Over de bestuurlijke dwangsom
12. Eiser voert aan dat de minister in het bestreden besluit ten onrechte niet heeft gemotiveerd waarom er geen dwangsom wordt betaald, behoudens de rechterlijke dwangsom, ondanks de omstandigheid dat er veel te laat is beslist en ook de rechtbank tot tweemaal toe een dwangsom heeft opgelegd.
13. De rechtbank stelt vast dat het bestreden besluit wel een motivering bevat, namelijk dat eiser geen dwangsom uitbetaald krijgt vanwege de Tijdelijke wet opschorting dwangsommen IND. Eiser heeft geen gronden aangevoerd tegen toepassing van de Tijdelijke wet opschorting dwangsommen IND.
Conclusie en gevolgen
14. De minister heeft de aanvraag terecht afgewezen als ongegrond.
Het beroep is ongegrond. Dat betekent dat eiser geen verblijfsvergunning asiel voor bepaalde tijd krijgt. Eiser krijgt geen vergoeding van zijn proceskosten.

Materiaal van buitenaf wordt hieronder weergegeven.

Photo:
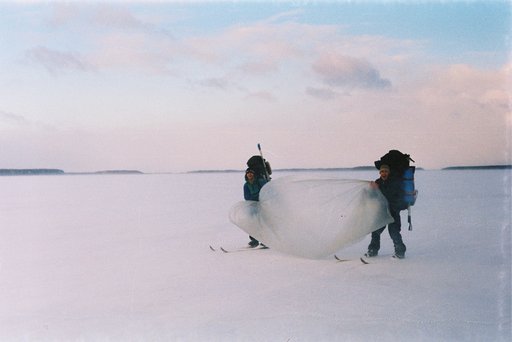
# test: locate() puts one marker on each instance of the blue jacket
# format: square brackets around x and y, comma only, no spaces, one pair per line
[252,191]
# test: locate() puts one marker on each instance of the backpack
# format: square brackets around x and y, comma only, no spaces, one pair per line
[399,164]
[260,166]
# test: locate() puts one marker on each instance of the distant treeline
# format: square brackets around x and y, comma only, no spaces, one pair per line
[484,167]
[358,168]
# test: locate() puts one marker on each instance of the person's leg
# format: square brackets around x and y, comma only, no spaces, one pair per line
[394,232]
[374,246]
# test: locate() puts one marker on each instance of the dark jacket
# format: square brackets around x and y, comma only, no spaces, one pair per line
[252,191]
[391,189]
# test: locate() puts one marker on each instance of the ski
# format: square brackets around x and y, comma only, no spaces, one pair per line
[340,260]
[243,249]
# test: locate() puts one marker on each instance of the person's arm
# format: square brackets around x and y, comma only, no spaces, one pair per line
[247,193]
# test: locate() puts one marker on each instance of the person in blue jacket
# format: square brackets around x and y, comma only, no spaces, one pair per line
[252,189]
[389,185]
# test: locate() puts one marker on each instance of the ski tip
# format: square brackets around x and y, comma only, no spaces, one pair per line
[340,260]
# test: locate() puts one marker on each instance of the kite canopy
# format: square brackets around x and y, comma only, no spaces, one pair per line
[312,218]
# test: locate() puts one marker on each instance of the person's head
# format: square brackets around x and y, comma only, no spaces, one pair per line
[249,175]
[384,171]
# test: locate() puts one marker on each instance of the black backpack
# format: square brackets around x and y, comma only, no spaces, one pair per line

De rechtbank verklaart beroep ongegrond.
Deze uitspraak is gedaan door mr. B. Fijnheer, voorzitter, en mr. R.C. Moed en mr. E.R. Brouwer, leden, in aanwezigheid van mr. E. Kersten, griffier.
De uitspraak is uitgesproken in het openbaar en bekendgemaakt op:
Informatie over hoger beroep
Een partij die het niet eens is met deze uitspraak, kan een hogerberoepschrift sturen naar de Afdeling bestuursrechtspraak van de Raad van State waarin wordt uitgelegd waarom deze partij het niet eens is met de uitspraak. Het hogerberoepschrift moet worden ingediend binnen 4 weken na de dag waarop deze uitspraak is verzonden. Kan de indiener de behandeling van het hoger beroep niet afwachten, omdat de zaak spoed heeft, dan kan de indiener de voorzieningenrechter van de Afdeling bestuursrechtspraak van de Raad van State vragen om een voorlopige voorziening (een tijdelijke maatregel) te treffen.